Lors de sa visite à Séoul en janvier, le secrétaire américain à la défense, James Mattis, a déclaré que la Corée du Nord était une « menace sérieuse » et a confirmé l’intention de Washington de mettre en place le bouclier antimissile. Un projet qui divise le monde politique sud-coréen et pourrait être remis en cause par un successeur de centre gauche de Mme Park.
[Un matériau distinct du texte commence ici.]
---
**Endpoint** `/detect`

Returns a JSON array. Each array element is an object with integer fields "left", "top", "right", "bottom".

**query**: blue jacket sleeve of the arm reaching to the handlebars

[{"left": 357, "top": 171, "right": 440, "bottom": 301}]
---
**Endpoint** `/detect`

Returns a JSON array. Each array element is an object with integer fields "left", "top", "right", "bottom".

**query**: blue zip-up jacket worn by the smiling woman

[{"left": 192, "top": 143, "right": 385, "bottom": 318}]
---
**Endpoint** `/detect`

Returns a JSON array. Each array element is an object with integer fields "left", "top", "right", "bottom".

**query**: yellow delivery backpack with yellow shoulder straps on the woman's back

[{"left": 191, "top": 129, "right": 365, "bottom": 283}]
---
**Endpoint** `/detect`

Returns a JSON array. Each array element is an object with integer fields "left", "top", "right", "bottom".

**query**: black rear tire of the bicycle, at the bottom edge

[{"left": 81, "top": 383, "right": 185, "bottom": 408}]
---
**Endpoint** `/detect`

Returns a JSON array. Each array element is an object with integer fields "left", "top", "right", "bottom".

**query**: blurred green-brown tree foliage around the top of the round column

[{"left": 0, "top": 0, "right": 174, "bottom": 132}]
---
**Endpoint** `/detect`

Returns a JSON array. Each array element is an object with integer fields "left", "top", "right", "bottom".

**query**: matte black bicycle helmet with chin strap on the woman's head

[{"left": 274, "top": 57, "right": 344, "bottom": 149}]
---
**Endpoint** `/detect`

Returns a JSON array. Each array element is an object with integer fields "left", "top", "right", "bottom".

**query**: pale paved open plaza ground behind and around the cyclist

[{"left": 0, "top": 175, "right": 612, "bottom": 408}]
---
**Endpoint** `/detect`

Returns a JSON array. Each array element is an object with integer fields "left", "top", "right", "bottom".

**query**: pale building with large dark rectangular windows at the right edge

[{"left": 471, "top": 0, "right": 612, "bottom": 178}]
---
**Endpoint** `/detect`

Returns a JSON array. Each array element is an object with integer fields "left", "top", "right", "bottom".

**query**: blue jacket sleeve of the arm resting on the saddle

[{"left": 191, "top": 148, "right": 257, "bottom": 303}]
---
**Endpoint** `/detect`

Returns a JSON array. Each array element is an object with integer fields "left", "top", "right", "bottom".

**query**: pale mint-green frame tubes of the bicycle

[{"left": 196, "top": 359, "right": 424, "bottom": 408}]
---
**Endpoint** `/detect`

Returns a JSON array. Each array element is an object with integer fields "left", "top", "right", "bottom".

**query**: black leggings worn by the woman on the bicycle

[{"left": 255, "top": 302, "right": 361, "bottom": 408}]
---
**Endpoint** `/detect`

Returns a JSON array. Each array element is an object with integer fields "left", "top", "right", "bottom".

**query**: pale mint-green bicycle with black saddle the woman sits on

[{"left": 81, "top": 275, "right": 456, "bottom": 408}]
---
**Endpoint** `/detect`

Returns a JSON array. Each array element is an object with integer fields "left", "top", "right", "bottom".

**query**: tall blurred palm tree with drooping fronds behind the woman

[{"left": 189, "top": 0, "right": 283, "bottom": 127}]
Après avoir caressé l’espoir qu’en dépit de ses déclarations contradictoires, Donald Trump pourrait se démarquer de la politique attentiste de l’administration précédente, Pyongyang semble désormais penser qu’au vu des personnalités de l’équipe du nouveau président, il faut davantage s’attendre à un durcissement de la position américaine. Mais les dirigeants nord-coréens peuvent estimer aussi que la tension entre Pékin et Washington est durable, et que la Chine sera d’autant moins favorable à coopérer avec les Etats-Unis pour sanctionner Pyongyang et qu’ils disposent d’une certaine marge de manœuvre.
Pyongyang, qui poursuit avec constance l’ambition de se doter d’une arme de dissuasion crédible, s’apprête apparemment à une nouvelle épreuve de force. Le pays se considère déjà comme une puissance nucléaire et fait de ce statut un élément constituant de sa souveraineté, inscrit dans sa loi fondamentale.
En dépit d’un renforcement des sanctions internationales, la RPDC a procédé, en septembre 2016, à son cinquième essai atomique. Selon le Livre blanc 2016 du ministère de la défense sud-coréen, elle disposerait de plus 50 kg de plutonium, lui permettant de produire une cinquantaine de bombes d’ici à 2020, et met au point un missile intercontinental capable d’atteindre les Etats-Unis. Si la politique de Donald Trump vis-à-vis de la Corée du Nord est pour le moins peu claire, celle de Pyongyang l’est davantage, sans être pour autant plus rassurante.